The Senate Judiciary Committee – which must work properly for the legal system to work properly – quickly became a writhing heap of serpentine partisanship. The Supreme Court – whose judgments are only imposed through the deference of other institutions – was dragged into the realm of low politics. And the media – the essential lens through which we view all else – was too often perceived as a participant in the drama.

Consider two recent stories in the New York Times. The first was a 13,000-word dissection of Donald Trump’s financial history that revealed long-standing habits of deception and corruption. It was newspaper journalism at its best – a serious investment of talent and resources to expand the sum of public knowledge.

Compare this with the Times’ expose on a bar fight 33 years ago in which Brett Kavanaugh allegedly threw ice at another patron. Apparently there was no editor willing to say, “What you have turned up is trivial. Try harder.” And there was no editor who was sufficiently bothered that one name on the byline, Emily Bazelon, was a partisan who had argued on Twitter that Kavanaugh would “harm the democratic process & prevent a more equal society.”

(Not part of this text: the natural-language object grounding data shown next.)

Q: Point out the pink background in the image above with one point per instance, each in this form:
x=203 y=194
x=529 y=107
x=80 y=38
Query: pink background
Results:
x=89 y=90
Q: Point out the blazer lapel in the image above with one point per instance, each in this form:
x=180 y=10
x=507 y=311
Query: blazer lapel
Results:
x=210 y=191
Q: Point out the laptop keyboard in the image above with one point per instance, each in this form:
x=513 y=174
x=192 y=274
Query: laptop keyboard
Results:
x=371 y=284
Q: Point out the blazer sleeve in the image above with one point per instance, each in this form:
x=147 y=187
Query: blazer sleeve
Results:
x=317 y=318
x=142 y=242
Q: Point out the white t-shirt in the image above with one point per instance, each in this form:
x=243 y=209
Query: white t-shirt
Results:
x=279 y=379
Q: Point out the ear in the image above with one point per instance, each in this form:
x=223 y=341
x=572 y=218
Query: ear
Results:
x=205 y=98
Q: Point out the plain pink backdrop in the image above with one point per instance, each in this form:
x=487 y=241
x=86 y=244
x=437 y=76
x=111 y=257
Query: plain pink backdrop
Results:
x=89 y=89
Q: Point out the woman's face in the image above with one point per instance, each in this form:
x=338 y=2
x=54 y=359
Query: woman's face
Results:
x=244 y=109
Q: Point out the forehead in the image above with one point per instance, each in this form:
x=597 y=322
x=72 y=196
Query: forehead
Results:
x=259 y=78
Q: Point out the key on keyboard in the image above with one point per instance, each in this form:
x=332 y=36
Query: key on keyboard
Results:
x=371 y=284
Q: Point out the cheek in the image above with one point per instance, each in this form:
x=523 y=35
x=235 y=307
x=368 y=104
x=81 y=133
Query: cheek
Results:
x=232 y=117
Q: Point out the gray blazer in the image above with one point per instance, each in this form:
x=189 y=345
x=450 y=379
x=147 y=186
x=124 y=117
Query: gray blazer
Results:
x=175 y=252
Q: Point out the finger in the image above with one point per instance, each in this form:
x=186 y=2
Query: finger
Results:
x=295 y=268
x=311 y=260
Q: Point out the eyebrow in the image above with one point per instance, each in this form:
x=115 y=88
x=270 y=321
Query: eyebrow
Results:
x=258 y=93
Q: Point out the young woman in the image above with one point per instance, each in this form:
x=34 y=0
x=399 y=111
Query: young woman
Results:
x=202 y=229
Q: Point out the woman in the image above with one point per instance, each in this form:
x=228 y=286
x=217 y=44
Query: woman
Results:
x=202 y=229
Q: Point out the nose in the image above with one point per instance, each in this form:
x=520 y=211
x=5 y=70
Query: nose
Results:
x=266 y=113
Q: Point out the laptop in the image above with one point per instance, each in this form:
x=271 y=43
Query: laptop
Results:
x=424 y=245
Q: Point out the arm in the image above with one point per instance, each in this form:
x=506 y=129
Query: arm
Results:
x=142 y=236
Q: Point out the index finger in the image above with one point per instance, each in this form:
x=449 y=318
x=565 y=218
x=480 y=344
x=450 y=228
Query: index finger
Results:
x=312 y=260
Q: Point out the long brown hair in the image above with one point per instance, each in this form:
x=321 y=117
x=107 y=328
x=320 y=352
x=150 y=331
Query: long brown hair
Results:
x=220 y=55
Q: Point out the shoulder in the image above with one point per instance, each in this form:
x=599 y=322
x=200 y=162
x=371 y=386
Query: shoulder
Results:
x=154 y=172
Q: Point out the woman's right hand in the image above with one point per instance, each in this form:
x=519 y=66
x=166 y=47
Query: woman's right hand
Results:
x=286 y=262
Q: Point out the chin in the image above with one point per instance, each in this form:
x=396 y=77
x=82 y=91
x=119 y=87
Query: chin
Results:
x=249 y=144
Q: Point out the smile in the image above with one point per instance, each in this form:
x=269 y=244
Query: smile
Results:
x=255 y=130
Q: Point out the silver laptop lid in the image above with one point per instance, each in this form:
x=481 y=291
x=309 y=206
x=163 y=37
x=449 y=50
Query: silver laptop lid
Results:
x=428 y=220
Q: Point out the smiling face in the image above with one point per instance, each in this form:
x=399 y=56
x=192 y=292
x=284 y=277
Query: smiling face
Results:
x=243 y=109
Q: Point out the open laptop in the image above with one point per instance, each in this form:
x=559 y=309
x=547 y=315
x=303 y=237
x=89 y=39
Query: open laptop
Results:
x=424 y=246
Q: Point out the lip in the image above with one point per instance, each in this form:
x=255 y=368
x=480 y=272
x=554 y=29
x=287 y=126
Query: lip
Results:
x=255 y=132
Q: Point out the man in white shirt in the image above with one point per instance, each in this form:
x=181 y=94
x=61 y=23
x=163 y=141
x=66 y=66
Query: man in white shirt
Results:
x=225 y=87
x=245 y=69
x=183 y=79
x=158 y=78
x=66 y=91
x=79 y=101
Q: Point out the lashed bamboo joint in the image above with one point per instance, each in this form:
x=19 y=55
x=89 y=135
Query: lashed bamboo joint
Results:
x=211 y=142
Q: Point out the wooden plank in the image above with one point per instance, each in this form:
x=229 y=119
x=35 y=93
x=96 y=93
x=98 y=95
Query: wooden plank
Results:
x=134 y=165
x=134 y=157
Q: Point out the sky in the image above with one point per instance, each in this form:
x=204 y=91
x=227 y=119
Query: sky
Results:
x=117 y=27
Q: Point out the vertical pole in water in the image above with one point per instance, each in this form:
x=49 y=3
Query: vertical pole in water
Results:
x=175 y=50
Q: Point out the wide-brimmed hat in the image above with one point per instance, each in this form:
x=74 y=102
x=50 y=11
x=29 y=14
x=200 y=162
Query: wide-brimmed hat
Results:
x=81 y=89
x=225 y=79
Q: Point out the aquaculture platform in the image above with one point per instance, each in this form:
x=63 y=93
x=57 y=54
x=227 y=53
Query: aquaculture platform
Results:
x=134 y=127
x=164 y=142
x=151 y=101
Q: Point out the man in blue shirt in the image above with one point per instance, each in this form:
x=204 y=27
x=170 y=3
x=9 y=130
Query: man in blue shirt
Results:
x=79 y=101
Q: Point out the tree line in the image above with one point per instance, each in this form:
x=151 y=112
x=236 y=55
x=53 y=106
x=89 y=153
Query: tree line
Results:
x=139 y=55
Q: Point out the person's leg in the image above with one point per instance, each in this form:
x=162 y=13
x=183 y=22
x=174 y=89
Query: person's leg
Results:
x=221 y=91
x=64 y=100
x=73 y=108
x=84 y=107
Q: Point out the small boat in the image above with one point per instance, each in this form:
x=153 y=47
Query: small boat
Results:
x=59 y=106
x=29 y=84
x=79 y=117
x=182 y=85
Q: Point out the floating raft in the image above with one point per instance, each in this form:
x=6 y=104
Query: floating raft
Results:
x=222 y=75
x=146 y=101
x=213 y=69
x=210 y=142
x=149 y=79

Let me state this as clearly as I can. It is Donald Trump’s fondest goal to make his supporters conflate the first sort of story with the second sort of story. And he hopes this for a specific reason: to discredit special counsel Robert Mueller’s report when it is eventually covered in the media. Trump does not only want to argue for his version of the truth; he wants to undermine alternative sources of truth. And this requires him to maintain that the press is “the enemy of the people.”

Trump’s claim of a partisan press was strengthened when the New Yorker published an accusation of first-degree penis exposure that no one else cited in the article could directly confirm. The New York Times, to its credit, had initially held off on publishing this unsupported allegation. Meanwhile, the New Yorker’s Ronan Farrow concluded of the accuser, “This is not the behavior of someone who is fabricating something.” This judgment substituted for journalistic principles such as the need for multiple sources and corroborating evidence.

The reputation of journalism was weakened when news outlets covered a hostile tweet disputing the details of Kavanaugh’s lost virginity as though it contributed to some broader case. The reputation of journalism was weakened when MSNBC interviewed one woman about her unsupported claims of routine gang rapes in high school attended by Kavanaugh, only to have the accuser walk back many of her accusations.

Speaking of the Kavanaugh nomination, Brian Stelter of CNN observed: “Some individual journalists were, and there were many, many commentators that were lining up against him. And I think the weight of that commentary made it seem like there was a big chunk of the media out to get him, out to take down his nomination. I don’t think editors and bosses in newsrooms were trying to tank his nomination, but I do think there were a lot of individual journalists who were really disturbed by the allegations.”

I was disturbed by the allegations, and said so as a commentator. But I think some editors and bosses in newsrooms did not do enough to prevent the lowering of journalistic standards in service to what many journalists clearly regarded as a good cause. And I don’t think that even commentators should be exempt from standards of basic fairness and civility. It was offensive for CNN political contributor Joan Walsh to tweet of Kavanaugh that “he is a pig and he has to go,” just as it was offensive for Fox News contributor Kevin Jackson to call Kavanaugh’s accusers “lying skanks.” Opinion journalism is not a license for calumny.

It is easy to say that Twitter is poison (which it can be). But the deeper problem lies in the answer to a deeper question: Is journalism a profession that serves the public by maintaining high standards, or is it a social construct that should be redesigned to directly serve certain social goods? Some argue that all journalism involves bias, either hidden or revealed. But it is one thing to say that objectivity and fairness are ultimately unreachable. It is another to cease grasping for them. That would be a world of purely private truths, in which the boldest liars and demagogues would thrive.